Provide a mechanism to uniquely associate a specific
certification chain with a PEM-MIME signature applied to data.
Number: 4
Type: Major Editorial
Location: Throughout
Comment: The PEM-MIME (version 7) specification documents five ways to
identify public keys (E-mail Addresses, Arbitrary Strings,
Distinguished Name, raw Public Key and Issuer Distinguished
Names). The description of these mechanisms focus on the means
to retrieve a public keys. Digital signatures provide a senders
identifty based on the public/private key pair and the context in
which the keys might be certified. The specification does not
indicate when and how a "identifier" can be unabibuosly mapped to
a single certification chain. The specification needs to
describe when this lack of mapping is a feature and when it is a
flaw.
Change: Add text to describe the usage and limitations of the five
identifiers. Provide recomendations for the usage of each name
form (e.g. when is a PK prefered to a EN).
Number: 5
Type:
Location: Page 17
Comment: The text below is far to fuzzy about the new PEM-MIME
certificate formats:
NOTE: Insofar as a certificate represents a mechanism by which a
third party vouches for the binding between a name and a public
key, the signing of an application/pemkey-data body part is a
similar mechanism.
Change: Include specific recomendations for the use of signed
application/pemkey-data body parts.
Provide examples of signed application/pemkey-data body parts.
Number: 6
Type: Major Editorial
Location: Throughout
Comment: The RFC1422 hierarchies are still supported in the specification,
but no guidelines are provided for resolving what happens when
the "top down" 1422 hierarchy meets the "roll your own" PEM-MIME
certificate-like structures.
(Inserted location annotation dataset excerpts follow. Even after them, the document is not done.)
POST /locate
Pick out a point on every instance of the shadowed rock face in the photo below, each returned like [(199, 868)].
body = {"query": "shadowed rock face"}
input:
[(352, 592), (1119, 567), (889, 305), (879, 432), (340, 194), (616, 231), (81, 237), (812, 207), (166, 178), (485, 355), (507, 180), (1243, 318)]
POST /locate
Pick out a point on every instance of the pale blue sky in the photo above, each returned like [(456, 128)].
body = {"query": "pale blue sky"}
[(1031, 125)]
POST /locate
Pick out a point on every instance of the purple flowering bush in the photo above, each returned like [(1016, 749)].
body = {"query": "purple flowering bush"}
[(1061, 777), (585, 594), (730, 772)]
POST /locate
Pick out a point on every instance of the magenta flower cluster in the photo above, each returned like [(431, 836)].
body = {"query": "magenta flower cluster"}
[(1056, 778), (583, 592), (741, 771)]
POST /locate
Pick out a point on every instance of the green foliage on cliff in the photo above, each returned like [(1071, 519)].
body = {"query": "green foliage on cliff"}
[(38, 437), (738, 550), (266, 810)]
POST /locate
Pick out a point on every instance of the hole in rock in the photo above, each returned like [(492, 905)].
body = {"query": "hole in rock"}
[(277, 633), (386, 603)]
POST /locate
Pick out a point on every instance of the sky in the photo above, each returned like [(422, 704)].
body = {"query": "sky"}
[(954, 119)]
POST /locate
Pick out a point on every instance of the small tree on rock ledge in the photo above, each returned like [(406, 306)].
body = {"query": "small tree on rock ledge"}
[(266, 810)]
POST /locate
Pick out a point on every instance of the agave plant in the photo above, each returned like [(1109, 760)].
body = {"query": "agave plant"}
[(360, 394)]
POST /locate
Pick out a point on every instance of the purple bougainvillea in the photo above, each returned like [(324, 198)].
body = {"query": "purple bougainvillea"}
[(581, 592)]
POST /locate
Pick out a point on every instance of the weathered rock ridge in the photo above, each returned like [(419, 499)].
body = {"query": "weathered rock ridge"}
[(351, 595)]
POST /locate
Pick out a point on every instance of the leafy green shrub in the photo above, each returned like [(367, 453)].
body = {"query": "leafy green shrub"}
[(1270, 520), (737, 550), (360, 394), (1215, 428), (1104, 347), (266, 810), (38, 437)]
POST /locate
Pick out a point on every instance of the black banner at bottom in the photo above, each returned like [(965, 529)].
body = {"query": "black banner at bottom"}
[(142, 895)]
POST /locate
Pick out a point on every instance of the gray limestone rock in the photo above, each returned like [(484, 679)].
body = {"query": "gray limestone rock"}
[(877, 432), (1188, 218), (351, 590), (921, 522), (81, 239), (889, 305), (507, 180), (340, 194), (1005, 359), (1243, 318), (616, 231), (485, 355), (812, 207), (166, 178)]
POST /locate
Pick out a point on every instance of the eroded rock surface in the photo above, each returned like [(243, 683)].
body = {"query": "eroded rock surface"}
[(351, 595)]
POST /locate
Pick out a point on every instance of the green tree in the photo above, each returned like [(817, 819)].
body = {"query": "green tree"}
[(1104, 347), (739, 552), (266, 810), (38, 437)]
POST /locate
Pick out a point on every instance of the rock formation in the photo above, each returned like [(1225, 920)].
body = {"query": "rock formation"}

No guidelines are provided for the
interworking of the various name forms.
Change: Provide recommendations for interworking of 1422 certificates
with the new name forms and raw public key approaches.
Number: 7
Type: Major Editorial
Location: Page 32
Comment: The references a specification that it claims to replace
(RFC1421).
Change: Text from RFC1421 should be borrowed and placed in the PEM-MIME
document. The grammar should be placed in section 9.
Number: 8
Type: Minor Editorial
Location: Section 9 and Page 32 (Appendix: Imported Grammar)
Comment: Separating the imported grammar from the collected grammar makes
the specification more difficult to read.
Change: Move the text in Section 14 to Section 9.
Number: 9
Type: Minor Editorial
Location: Section 3.1
Comment: The specification does not address the issues of "white space"
and digital signatures.
Change: Add text that describes white space issues in a digitally signed
Suggestion - include an example describing the scanning of signed
documents that have trailing white space.